Si vous connaissez un peu le sujet, vous aurez remarqué que pour des raisons de simplicité, j’ai ignoré l’effet des taux d’intérêt. Mais dans le cas le plus général, on considère qu’il existe un placement sans risque fournissant un intérêt \(r\), et on peut aussi ajouter optionellement le fait que l’actif sous-jacent fournisse un certain dividende \(q\).

On a alors une formule plus générale

Ca c’est pour une option call. Pour une option put, on obtient une formule légèrement différente mais très similaire dans la forme.

Européennes vs américaines

Un point que je n’ai pas évoqué dans la vidéo : j’ai parlé ici d’options qui ne peuvent s’exercer qu’à un seul moment, c’est-à-dire à la date d’échéance. C’est ce qu’on appelle traditionnellement les options européennes. Mais il existe aussi les options américaines, qui peuvent être exercées n’importe quand jusqu’à la date d’échéance, et pour lesquelles les choses sont un peu plus compliquées.
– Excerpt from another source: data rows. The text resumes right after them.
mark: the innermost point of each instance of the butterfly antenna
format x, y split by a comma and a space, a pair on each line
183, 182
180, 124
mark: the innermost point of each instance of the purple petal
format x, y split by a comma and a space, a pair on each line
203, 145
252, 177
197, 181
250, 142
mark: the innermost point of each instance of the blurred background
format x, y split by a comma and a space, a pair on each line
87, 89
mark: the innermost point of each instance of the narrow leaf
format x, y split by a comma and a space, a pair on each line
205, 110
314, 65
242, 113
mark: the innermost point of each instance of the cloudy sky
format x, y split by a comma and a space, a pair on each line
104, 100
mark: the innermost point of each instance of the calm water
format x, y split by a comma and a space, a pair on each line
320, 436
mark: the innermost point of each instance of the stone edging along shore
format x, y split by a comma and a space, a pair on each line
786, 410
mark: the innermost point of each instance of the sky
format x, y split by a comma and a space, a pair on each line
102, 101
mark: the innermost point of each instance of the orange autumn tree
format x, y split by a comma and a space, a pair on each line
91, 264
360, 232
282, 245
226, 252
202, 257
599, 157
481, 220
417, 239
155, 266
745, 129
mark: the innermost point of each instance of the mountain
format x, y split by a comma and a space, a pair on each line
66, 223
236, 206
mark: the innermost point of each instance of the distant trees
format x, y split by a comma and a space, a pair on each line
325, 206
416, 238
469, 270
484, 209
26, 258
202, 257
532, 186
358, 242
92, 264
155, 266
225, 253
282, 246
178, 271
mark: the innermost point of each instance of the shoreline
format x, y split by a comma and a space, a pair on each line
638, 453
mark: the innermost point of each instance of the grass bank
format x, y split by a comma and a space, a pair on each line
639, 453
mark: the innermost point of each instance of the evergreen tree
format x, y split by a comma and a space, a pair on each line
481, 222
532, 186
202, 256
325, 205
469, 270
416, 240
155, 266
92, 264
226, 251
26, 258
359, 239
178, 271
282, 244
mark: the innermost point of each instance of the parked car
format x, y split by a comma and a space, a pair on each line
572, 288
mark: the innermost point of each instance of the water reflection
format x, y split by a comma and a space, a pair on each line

Mouvement brownien géométrique

A propos du mouvement brownien géométrique, je suis passé rapidement mais c’est un tout petit peu plus subtil que simplement supposer que les pourcentages de variation suivent une gaussienne, car on travaille plutôt sur les rendements. Ce qu’on suppose c’est que si on note \(x_n\) la valeur de l’actif au temps n, la quantité \(x_{n+1}/x_n\) suit une loi log-normale.

Black-Scholes et couverture en delta neutre

Je ne vais pas démontrer ici la formule de Black-Scholes, mais je vais essayer de donner une intuition concernant la couverture en delta neutre. Tout d’abord il faut bien comprendre l’objectif de cette méthode : c’est d’éliminer le risque, c’est-à-dire les aléas. Ca ne veut pas dire qu’on cherche une stratégie qui permette à la banque de gagner de l’argent dans l’opération, mais une stratégie qui permette que ça lui coûte toujours la même chose, quelle que soit la variation du cours du sous-jacent.

Pour cela imaginons la chose suivante : la banque vient de vendre une option, et ne veut pas utiliser la stratégie « attentiste », puisque celle-ci fait courir un risque (elle va coûter plus ou moins cher suivant l’évolution du cours du sous-jacent.) Elle décide donc d’acquérir une certaine quantité \(\Delta\) du sous-jacent (on imagine qu’on peut en acquérir des quantités fractionnaires et sans frais de transaction).

A ce stade, la valeur de sa position est la suivante : elle est short d’une option (puisqu’elle l’a vendue) et long de \(\Delta\) unités du sous-jacent (qu’elle a acheté). Si la valeur de l’option est notée V et celle du sous-jacent S, la valeur du portefeuille est donc

\(P = -V + \Delta S\).

Maintenant imaginons que le cours du sous-jacent évolue, la valeur du portefeuille va également changer. On peut calculer la dérivée de P par rapport à S, et on trouve simplement

\(\frac{\partial P}{\partial S} = – \frac{\partial V}{\partial S} + \Delta\).

Et ce qu’on voit, c’est que cette dérivée peut être nulle si on choisit spécifiquement une valeur de \(\Delta\)

\(\Delta = \frac{\partial V}{\partial S}\).

Le fait que, pour cette valeur, la dérivée soit nulle est intéressant : cela indique que dans cette position, la valeur du portefeuille n’est pas sensible à une petite variation du cours du sous-jacent. C’est exactement ce qu’on cherche : à éliminer le risque.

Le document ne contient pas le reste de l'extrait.